Uma revolução Modesta: Moda em Dubai

Que tal um desfile de moda sem passarela ou modelos? Essa é a proposta do evento apoiado pelo Conselho de Moda e Design Islâmico (IFDC), que aconteceu em Dubai no City Walk, de 28 de março até 02 de abril.

Intitulada como “semana de moda modesta” o evento pretende inovar ao retirar o protagonismo do desfile em si e direcionar os holofotes para os produtos e designers. Dentre os mais de 30 estilistas (locais e internacionais) presentes, se destacaram nomes como The Modist, Astel, Isabella Caposano, Blue Meets Blue, Laurafed, Under-Râpt, The Hijab Lee, Miella, Kopenhagen Fur, Phi Casa, Huda Nagassi e Loretta Caponi.

A moda apresentada no evento é voltada para os consumidores que prezam pela não exposição do corpo, seja por motivos ideológicos, religiosos ou culturais. “Nós como designers estamos tentando mudar os estereótipos dos refugiados nos EUA. Queremos que as pessoas saibam que somos muito trabalhadores, e estamos muito empolgados por estar em um país novo e queremos uma oportunidade para mostrar isso. ” disse a estilista Shahd Alasaly, fundadora da marca Under Rapt.
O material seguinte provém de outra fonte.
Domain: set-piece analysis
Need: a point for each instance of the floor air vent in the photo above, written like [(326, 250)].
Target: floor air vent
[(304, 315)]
Para a exposição das marcas foi preparada uma mega estrutura, onde cada uma tinha seu próprio espaço para expor os produtos, e também contaram com o  apoio do Centro de Desenvolvimento da Economia Islâmica de Dubai, que proporcionou aos designers uma oportunidade de criar impacto através de vídeos imersivos em 360 graus, pop-ups interativos, competições de mídias sociais e entrevistas com especialistas ao vivo transmitidas no instagram do evento.

O movimento da “moda modesta” já chegou ao ouvido das grandes marcas de peso que voltaram seus esforços para esse público, um bom exemplo é a varejista norte-americana Macy’s lançou uma linha de roupas voltada para os fashionistas muçulmanas ao trazer peças como túnicas de gola alta com babados, macacões fluidos e cardigãs. A nova linha de “moda modesta” já está disponível para compras no site da marca. A gigante Nike também trouxe sua contribuição para o mercado Halal, e lançou um hijab projetado exclusivamente para mulheres atletas muçulmanas. Já a marca DKNY em 2014 lançou uma coleção voltada para o mês sagrado Ramadã, onde judeus e muçulmanos fazem jejum, e para completar a grife de luxo Dolce & Gabbana trouxe uma linha inteira de lenços e abayas, para suas clientes do oriente médio.

Segundo o relatório emitido pelo BOF- McKinsey & Co, pela primeira vez este ano, mais da metade de todas as vendas de vestuário e calçados terão origem fora da Europa e da América do Norte, e o Conselho de Moda e Design Islâmico  (IFDC) estima que os muçulmanos devem gastar até US $ 322 bilhões no mercado de moda só este ano, e esse número deverá crescer à medida que a população muçulmana se expandir para 2,2 bilhões até 2030.

A indústria da moda Halal abraçou a missão de desmistificar e difundir a moda de acordo com sua cultura, e o principal foco do movimento “moda modesta” é provar que existe um mercado – enorme – e pronto para consumir produtos de moda exclusivos e pensados para eles, vindo de encontro com grandes tendências comportamentais que tanto falamos como a do multiculturalismo e personalização de produtos e serviços.